ADC Sampling Breakthrough

evanh · 2018-11-25 14:06

The differentiation doesn't have to be done inline if just doing data acquisition. Acc3 can be sampled and stored in bulk form, saved to a file even. The diff'ing can be done later and maybe not by cog code.

cgracey · 2018-11-25 14:30

Yes, that makes sense. Thanks.

ErNa · 2018-11-25 16:08

I took a look at ozpropdev's data streaming file and created an excel sheat to separate the bit streams.
A the input is ASCII, I first had to create a number value (took several steps, didn't find a function) and then extract the bits from the value. These bits are in column I to Q, only I completed (Value rang: 0,1). Next I added two neigbours to a new value (column S, value range 0 -2), and so on. In the end I have a data stream at sample frequency with a given resolution. So I create data from nothing. Like making money. The truth is: the data samples are not free, they have a history, kind of filter. I don't know, how this compares to the other filters that were studied here, so I attach the excel file with the separated bitstream to make experiments for those, interested. There seems to be a pattern in the structure of the bitstream that might be linked to the processor activities, a.k. current drawn.
Remove the txt suffics to get access to the excel. As working with 64000 rows is not a pleasure, shorter versions are available to do experiments.
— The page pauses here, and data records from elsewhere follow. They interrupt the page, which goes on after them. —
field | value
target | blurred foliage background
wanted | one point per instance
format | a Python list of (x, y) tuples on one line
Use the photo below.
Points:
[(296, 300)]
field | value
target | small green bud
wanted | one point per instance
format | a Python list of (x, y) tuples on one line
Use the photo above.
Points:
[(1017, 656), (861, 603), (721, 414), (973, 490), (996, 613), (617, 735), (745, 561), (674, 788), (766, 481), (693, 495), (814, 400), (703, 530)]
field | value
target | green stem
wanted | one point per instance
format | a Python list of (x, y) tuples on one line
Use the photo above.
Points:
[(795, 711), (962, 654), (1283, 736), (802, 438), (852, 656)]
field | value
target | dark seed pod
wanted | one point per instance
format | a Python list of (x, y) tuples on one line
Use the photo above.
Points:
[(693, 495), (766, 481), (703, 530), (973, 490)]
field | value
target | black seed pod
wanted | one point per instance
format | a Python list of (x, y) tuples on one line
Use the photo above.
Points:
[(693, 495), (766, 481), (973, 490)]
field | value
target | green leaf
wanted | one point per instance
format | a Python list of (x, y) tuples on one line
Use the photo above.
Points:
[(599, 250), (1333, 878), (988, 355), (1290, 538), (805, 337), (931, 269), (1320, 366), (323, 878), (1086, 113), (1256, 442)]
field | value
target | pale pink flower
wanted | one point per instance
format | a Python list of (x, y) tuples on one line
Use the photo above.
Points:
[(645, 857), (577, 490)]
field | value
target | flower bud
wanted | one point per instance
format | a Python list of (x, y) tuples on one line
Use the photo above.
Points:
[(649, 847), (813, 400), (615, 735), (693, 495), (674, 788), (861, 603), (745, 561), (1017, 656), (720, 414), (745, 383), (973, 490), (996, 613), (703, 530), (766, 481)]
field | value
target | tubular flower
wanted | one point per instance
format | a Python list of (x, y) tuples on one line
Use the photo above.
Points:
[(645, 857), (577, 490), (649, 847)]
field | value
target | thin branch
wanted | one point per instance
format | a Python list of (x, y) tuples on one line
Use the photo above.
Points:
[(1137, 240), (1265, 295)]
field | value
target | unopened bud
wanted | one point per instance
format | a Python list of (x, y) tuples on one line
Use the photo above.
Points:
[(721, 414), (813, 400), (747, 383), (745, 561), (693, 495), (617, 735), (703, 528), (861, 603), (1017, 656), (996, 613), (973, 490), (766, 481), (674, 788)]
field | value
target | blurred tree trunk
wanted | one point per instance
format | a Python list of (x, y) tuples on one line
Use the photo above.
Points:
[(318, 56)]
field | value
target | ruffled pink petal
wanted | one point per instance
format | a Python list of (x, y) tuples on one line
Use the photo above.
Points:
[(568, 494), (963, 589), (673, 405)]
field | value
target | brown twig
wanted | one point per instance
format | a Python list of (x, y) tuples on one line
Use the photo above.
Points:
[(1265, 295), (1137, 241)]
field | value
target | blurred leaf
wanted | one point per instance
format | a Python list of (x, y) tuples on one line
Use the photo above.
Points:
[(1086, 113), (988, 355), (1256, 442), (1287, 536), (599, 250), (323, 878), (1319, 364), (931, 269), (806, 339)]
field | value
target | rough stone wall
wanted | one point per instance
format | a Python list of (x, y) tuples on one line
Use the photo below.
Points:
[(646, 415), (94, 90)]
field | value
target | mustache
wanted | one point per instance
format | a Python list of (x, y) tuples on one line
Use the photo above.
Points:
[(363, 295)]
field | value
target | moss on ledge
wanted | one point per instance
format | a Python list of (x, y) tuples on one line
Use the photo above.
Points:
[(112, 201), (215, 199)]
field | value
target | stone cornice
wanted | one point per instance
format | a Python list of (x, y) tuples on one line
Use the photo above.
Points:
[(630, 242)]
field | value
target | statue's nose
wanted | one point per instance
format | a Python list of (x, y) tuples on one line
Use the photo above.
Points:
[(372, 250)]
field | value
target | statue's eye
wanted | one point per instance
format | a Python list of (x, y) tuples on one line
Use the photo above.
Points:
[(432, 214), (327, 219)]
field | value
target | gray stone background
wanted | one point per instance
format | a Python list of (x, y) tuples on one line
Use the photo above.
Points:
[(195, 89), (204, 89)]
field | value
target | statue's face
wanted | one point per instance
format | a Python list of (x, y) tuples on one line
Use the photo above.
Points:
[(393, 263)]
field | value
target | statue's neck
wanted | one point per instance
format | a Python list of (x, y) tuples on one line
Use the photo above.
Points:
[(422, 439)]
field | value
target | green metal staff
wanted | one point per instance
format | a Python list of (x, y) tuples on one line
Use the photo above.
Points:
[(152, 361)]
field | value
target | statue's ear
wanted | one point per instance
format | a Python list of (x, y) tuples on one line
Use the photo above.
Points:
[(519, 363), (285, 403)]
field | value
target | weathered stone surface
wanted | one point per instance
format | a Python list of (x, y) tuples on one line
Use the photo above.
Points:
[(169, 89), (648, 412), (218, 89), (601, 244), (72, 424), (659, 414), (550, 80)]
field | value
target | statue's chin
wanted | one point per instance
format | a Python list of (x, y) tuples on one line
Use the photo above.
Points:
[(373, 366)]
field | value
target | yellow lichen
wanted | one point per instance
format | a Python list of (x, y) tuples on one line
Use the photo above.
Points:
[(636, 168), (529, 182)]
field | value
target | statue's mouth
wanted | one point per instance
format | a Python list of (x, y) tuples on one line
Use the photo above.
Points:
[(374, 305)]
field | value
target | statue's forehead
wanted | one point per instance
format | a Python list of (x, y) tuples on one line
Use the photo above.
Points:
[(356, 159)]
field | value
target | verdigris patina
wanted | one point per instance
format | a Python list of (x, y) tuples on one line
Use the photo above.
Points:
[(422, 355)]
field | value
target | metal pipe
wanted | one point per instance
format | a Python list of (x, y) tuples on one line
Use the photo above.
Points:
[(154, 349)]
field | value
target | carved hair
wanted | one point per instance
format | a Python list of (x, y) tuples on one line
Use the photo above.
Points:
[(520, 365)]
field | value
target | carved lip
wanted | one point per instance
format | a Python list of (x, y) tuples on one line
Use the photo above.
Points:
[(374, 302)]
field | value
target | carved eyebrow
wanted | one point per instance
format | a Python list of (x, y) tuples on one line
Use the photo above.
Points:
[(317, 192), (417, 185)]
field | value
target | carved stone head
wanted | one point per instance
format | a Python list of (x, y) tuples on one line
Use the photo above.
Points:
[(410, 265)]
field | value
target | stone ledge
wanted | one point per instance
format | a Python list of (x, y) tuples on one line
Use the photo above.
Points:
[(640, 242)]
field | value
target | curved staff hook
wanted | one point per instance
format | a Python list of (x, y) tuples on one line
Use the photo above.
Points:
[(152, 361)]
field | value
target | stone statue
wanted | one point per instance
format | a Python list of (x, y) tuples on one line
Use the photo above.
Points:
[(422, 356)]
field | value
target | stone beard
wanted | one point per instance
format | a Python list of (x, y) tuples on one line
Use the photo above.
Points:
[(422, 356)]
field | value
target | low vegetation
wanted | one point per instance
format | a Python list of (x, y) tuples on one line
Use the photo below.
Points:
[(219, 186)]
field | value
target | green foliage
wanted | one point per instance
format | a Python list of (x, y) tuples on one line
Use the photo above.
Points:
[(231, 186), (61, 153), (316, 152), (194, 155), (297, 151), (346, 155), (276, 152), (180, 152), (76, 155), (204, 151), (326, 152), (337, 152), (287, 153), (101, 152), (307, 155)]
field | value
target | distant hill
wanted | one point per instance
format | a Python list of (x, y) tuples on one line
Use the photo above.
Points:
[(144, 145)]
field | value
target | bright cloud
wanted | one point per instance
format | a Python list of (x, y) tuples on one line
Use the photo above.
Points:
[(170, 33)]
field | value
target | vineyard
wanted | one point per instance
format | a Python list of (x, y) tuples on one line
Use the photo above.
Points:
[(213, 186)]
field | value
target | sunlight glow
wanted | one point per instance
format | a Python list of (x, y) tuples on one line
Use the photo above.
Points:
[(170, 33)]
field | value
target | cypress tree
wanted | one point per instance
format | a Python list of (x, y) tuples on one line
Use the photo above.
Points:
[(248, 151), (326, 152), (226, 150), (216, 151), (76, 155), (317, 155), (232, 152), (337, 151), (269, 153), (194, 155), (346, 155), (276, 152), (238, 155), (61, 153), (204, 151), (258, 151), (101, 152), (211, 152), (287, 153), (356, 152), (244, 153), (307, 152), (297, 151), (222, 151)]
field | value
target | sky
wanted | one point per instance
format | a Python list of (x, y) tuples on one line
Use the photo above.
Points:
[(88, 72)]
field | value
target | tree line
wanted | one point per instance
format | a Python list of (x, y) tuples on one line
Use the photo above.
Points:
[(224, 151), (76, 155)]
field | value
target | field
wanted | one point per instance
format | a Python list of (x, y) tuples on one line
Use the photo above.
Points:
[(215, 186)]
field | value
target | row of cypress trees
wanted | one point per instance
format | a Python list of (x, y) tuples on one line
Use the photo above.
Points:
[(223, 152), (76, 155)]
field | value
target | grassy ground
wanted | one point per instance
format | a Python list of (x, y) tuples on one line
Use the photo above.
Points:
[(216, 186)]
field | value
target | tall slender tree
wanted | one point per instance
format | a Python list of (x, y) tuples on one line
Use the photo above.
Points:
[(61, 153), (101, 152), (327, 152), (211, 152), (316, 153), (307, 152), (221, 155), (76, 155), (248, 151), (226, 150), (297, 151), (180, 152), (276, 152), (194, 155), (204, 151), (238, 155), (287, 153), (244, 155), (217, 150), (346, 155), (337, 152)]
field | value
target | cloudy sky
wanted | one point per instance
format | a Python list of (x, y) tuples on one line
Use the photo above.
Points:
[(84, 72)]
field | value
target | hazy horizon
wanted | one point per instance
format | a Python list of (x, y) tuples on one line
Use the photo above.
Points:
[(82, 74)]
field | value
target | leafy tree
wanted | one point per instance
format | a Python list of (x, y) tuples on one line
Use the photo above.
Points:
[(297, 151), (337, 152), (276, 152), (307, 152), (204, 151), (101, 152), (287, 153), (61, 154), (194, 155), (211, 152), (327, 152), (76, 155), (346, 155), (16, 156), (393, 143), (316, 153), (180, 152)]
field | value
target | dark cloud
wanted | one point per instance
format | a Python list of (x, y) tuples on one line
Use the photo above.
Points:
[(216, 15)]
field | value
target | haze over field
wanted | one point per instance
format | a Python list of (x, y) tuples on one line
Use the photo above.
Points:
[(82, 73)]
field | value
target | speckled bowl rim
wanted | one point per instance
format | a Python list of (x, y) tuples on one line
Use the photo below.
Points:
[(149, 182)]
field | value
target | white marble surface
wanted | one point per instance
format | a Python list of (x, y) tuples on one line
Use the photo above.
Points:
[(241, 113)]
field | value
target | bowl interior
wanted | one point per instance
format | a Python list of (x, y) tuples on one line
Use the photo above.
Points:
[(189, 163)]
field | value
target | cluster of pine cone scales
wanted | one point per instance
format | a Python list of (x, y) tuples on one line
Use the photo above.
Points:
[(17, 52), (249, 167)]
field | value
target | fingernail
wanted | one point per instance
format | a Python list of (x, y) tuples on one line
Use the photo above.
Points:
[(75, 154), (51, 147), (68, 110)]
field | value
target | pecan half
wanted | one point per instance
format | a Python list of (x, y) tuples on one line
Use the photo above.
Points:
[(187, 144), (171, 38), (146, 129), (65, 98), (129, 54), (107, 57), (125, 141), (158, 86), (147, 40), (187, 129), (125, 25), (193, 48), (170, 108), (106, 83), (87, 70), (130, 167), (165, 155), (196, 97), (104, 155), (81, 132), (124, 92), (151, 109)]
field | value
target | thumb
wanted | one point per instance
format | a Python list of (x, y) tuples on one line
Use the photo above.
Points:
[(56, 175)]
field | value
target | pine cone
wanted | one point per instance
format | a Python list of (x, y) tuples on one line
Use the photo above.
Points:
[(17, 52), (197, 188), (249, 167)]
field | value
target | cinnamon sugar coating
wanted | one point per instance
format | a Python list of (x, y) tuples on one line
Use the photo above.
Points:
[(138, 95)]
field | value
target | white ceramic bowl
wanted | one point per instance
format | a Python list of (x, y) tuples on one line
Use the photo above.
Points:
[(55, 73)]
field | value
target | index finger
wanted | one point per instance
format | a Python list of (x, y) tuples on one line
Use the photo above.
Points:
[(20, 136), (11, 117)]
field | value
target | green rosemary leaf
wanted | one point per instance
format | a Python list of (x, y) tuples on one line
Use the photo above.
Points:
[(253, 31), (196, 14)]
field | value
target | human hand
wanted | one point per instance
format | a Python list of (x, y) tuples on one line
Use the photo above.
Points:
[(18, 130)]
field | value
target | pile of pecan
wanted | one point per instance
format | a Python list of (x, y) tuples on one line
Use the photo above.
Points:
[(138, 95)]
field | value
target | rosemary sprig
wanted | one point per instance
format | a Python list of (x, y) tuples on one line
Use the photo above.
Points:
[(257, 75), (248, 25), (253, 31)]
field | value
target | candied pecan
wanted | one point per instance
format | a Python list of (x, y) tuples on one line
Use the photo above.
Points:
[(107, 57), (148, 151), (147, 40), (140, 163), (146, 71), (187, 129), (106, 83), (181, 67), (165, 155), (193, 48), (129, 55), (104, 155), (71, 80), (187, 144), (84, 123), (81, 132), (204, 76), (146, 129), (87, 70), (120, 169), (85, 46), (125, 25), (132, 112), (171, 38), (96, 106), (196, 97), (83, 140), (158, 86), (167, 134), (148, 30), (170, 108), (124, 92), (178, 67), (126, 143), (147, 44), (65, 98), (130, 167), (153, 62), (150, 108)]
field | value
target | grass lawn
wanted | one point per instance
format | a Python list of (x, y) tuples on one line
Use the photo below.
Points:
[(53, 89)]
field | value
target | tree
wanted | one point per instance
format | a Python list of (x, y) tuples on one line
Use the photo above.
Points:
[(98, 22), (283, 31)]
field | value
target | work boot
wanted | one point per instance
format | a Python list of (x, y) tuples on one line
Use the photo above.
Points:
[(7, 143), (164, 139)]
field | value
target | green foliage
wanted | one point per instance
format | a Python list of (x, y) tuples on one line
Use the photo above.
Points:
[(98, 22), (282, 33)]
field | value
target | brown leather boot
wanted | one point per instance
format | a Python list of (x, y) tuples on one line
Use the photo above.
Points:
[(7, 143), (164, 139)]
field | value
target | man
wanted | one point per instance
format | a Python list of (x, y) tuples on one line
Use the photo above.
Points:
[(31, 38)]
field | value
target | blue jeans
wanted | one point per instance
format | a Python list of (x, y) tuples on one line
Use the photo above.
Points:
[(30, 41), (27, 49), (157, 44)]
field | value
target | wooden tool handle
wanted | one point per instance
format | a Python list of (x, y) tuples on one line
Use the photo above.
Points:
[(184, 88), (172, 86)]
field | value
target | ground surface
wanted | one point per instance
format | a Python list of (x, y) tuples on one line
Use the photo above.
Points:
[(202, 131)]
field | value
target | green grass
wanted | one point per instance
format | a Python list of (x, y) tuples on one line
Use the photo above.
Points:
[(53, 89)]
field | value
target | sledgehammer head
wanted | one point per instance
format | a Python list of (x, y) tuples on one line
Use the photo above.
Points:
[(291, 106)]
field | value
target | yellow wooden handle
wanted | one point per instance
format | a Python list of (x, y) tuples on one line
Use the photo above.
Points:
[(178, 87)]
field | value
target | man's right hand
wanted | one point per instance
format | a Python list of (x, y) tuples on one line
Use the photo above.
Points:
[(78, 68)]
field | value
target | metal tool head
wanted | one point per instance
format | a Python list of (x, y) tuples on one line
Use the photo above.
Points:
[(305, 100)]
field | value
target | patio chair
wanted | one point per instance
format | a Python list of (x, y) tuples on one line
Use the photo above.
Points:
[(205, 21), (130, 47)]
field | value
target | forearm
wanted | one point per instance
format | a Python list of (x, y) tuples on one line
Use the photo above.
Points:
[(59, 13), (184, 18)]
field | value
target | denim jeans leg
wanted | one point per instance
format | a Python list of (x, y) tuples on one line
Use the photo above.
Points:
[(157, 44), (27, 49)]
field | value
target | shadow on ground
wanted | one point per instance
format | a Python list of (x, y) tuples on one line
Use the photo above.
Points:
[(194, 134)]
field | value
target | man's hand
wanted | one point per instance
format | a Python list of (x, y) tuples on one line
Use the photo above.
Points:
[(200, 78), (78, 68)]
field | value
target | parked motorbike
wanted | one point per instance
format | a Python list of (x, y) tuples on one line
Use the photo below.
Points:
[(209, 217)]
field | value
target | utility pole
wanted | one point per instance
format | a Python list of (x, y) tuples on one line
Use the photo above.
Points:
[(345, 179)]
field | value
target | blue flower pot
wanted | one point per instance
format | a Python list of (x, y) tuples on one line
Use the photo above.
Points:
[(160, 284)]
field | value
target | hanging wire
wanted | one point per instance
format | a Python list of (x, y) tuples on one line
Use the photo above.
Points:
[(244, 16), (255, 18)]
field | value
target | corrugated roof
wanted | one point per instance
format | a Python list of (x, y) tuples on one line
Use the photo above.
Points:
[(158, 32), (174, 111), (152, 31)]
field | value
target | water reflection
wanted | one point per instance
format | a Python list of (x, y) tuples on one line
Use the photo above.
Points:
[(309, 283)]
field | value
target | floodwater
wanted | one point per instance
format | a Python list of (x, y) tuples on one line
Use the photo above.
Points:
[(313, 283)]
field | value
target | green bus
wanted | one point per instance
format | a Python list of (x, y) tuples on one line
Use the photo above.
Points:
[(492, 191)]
SaucySoliton · 2018-11-25 16:18

cgracey wrote: »

If you were to take ten 10-clock sinc3 readings and sum them all up, would it be equivalent to having waited 100 clocks and taken one reading?

It would be easier to sum readings over time, rather than maintain all these variables.

No. The filter window would look like this. Evan is right that we would need to filter the 10 samples, not just sum them up.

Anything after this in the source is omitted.